SA’s economy needs good relations with the continent, says Cyril Ramaphosa
President Cyril Ramaphosa has emphasised the need to promote economic integration on the continent, saying the growth of SA’s economy depends on trade with other African countries.
He said this in his weekly newsletter, which this week focused on last week’s state visit to SA by Nigerian president Muhammadu Buhari.
According to Ramaphosa it was important that Nigeria and SA, as the continent’s largest economies, maintained good relations for trade among African countries to work.
This comes after foreigners living in SA, including Nigerians, were attacked last month, causing a diplomatic fallout between the two countries. In retaliation, SA businesses in Nigeria were targeted by protesters in the Nigerian commercial capital Lagos and other cities in the west African country.
This prompted Buhari to visit SA, which Ramaphosa said was “an extremely successful visit”.
“President Buhari and I both firmly believe that the prosperity and stability of our two nations, and all other countries on the continent, requires that SA and Nigeria have strong relations at an economic, trade, social, political, diplomatic and people-to-people level,” wrote Ramaphosa in the newsletter.
“This will result in a much more integrated and more cohesive Africa.
“SA’s future lies in Africa and it is through our trade with the rest of the continent that we will grow our industries,” he said. “The African marketplace is where our companies will increasingly find trading and investment opportunities.
“It is expected that over the next few decades there will be a massive increase in investment in infrastructure across Africa, which should benefit SA construction companies, manufacturers and banks.”
Ramaphosa acknowledged that many African countries’ economies were growing at a faster pace than that of SA. It was for this reason, he said, that SA signed the African Continental Free Trade Area pledge to ensure the country benefits from the economic growth of the continent.

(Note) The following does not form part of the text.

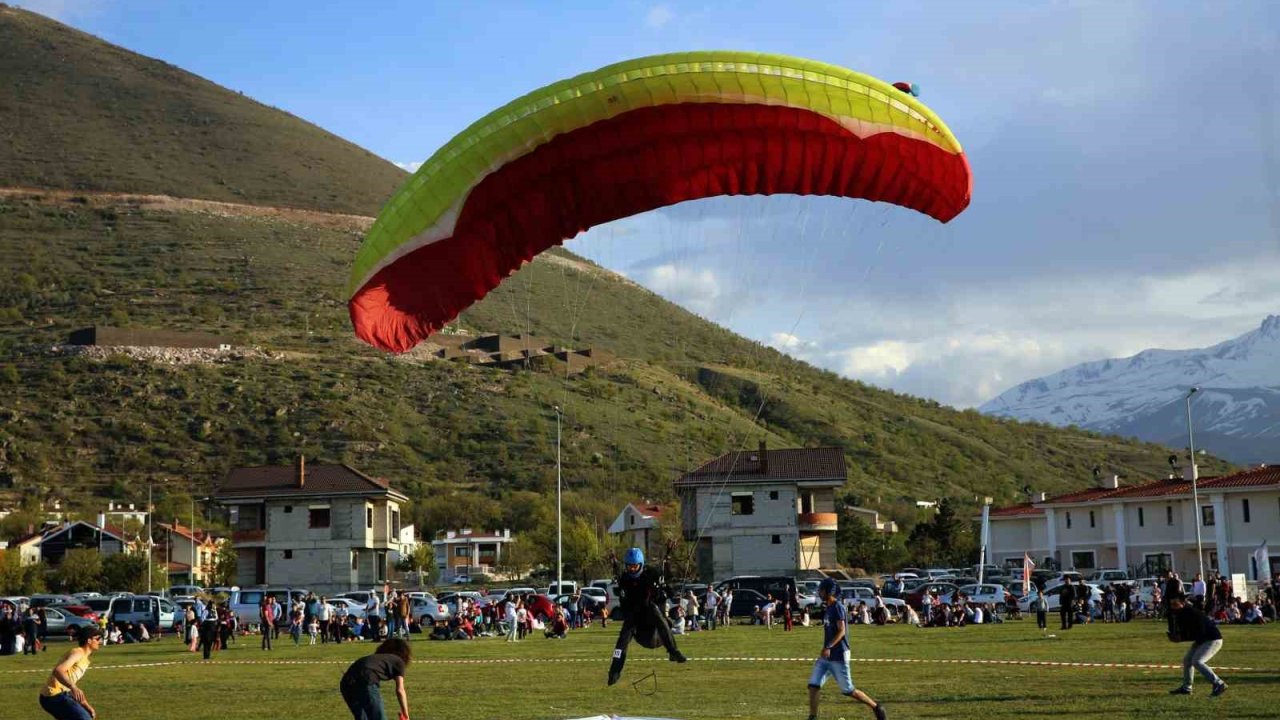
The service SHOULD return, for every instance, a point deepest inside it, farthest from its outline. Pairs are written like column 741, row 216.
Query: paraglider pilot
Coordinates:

But these efforts, he added, had been dealt a major blow by the recent violent attacks on foreigners.
“With our relatively established manufacturing base, our developed road, rail, port and energy infrastructure, and our deep financial markets, SA is well placed to make use of the opportunities a free trade area could provide,” said Ramaphosa.
“The recent public violence targeting foreign nationals has challenged our efforts to build stronger ties with other African countries.
“Fuelled by misinformation spread on social media, these attacks provoked much anger in different parts of the continent, leading to threats against SA businesses and diplomatic missions.”
Because of the strong economic ties between Nigeria and SA the two countries could not afford to exist in isolation, said Ramaphosa.
“Nigeria and SA are important for each other’s economies. More than 100 SA companies have investments in Nigeria and over 1,700 have active trade relations in the country.
“Trade between the two countries was worth around R50bn last year, with SA importing a significant amount of its fuel from Nigeria.”